We're Given A, either B or B' so P(B|A)= 1- P(B'|A) = 1 -.001

P(B|A) = .999
P(A) = .01
P(A') = .99
P(B|A')=.09

Therefore:

P(A|B) = P(.999)P(.01) / (P(.999)*P(.01) + P(.09)*P(.99))

P(A|B) = .00999/00.999 + .0891

P(A|B) = .1008

So the patient only has approx 10% chance of having the desease even after testing positive.

once again thanks for your help.
I assume then that A= "has disease" and B= "tested positive"? In that case we are given "Probability that a person tests positive given that he has the disease" is 0.999, "Probability that a person has the disease (before testing)" is 0.01. I wouldn't use a "formula" for this- here's what I would do. Imagine there are 100000 people. .01 of them, 1000 people, have the disease, 99000 do not.
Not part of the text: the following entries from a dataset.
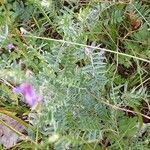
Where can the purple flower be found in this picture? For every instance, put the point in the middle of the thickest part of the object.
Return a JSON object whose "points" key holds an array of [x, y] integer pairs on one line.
{"points": [[10, 46], [30, 96]]}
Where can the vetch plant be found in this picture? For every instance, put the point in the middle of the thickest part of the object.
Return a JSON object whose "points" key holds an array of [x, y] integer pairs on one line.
{"points": [[29, 94]]}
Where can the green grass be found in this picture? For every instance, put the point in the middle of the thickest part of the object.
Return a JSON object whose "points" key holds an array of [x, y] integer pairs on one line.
{"points": [[90, 62]]}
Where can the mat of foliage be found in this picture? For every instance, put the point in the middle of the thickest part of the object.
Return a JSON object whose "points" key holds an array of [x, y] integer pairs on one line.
{"points": [[75, 74]]}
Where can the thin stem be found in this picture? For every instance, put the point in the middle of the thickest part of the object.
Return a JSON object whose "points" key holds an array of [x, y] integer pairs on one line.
{"points": [[87, 46]]}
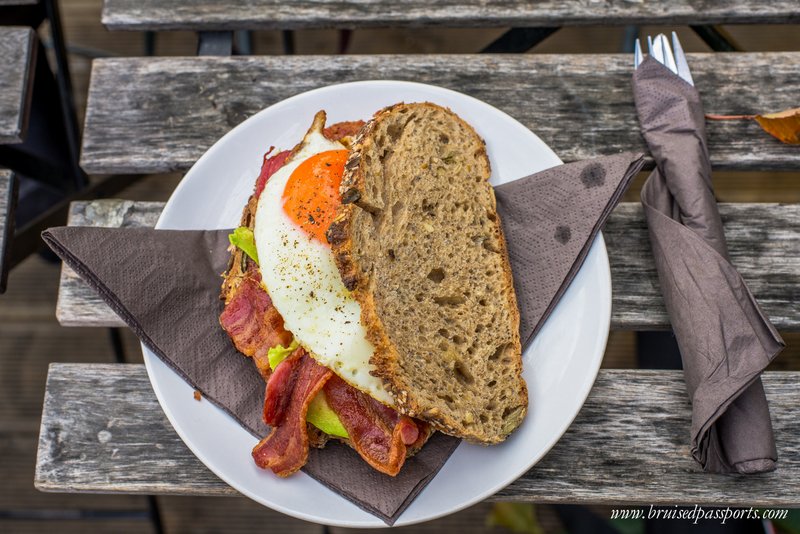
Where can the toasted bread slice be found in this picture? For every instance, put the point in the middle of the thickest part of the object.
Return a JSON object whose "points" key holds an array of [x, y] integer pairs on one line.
{"points": [[419, 243]]}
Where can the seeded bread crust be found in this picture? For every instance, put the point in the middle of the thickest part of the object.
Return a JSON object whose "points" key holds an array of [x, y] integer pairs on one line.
{"points": [[418, 242]]}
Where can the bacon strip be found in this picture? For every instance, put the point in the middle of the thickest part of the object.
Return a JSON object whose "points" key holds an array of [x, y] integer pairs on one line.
{"points": [[289, 392], [379, 434], [268, 168], [335, 132], [253, 323]]}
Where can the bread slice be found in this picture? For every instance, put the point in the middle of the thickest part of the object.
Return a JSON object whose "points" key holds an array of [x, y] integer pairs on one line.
{"points": [[419, 243]]}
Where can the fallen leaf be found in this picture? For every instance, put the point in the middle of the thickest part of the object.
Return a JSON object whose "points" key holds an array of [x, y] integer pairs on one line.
{"points": [[784, 125], [516, 517]]}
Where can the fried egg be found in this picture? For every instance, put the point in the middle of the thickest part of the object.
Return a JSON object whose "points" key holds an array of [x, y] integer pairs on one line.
{"points": [[294, 211]]}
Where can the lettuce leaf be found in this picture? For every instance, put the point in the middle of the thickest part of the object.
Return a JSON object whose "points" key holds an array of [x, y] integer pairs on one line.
{"points": [[243, 238]]}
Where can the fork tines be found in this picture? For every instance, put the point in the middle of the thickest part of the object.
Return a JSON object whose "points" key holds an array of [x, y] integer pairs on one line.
{"points": [[659, 49]]}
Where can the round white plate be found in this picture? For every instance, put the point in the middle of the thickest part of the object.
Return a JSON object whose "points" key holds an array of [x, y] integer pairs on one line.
{"points": [[560, 366]]}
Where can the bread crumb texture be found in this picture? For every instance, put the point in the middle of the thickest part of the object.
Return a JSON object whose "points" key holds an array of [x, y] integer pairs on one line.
{"points": [[419, 243]]}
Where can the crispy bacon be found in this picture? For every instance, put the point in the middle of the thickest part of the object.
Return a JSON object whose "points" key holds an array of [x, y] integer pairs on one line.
{"points": [[379, 434], [335, 132], [253, 323], [289, 392], [268, 168]]}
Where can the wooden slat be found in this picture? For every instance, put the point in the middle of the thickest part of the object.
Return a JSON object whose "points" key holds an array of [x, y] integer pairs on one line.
{"points": [[628, 445], [148, 115], [275, 14], [18, 50], [764, 241], [8, 202]]}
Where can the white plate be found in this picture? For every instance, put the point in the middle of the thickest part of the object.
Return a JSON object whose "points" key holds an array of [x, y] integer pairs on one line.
{"points": [[559, 367]]}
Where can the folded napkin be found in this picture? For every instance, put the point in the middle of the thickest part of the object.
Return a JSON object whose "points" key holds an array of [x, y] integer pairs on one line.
{"points": [[165, 285], [724, 338]]}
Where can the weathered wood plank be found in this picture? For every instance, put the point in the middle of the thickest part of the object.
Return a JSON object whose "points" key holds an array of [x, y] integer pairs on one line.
{"points": [[148, 115], [628, 445], [764, 241], [18, 50], [274, 14], [8, 202]]}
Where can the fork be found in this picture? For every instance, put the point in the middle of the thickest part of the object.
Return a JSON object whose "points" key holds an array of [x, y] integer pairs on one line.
{"points": [[672, 58]]}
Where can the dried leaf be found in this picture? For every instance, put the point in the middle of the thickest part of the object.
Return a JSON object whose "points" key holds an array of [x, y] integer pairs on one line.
{"points": [[516, 517], [784, 125]]}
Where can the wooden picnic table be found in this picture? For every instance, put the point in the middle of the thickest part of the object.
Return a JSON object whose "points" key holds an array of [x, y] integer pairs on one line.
{"points": [[629, 443], [18, 50], [279, 14]]}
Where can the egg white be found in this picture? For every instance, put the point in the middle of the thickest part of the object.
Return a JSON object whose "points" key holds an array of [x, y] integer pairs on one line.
{"points": [[304, 284]]}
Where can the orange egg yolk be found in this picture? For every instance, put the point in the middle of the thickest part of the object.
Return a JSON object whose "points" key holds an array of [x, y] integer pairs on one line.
{"points": [[312, 194]]}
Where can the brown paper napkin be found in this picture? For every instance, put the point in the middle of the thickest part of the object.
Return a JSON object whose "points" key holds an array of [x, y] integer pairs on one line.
{"points": [[724, 338], [165, 285]]}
Of the 1000 people who do have the disease .999 of them, 999, test positive, and of the 99000 people who do not have the disease, .09 of them, 8910, also test positive. So out of 999+ 8910= 9909 people who test positive, 1000 of them or 1000/9909= .1009 have the disease. My answer differs slightly from yours because of round off error.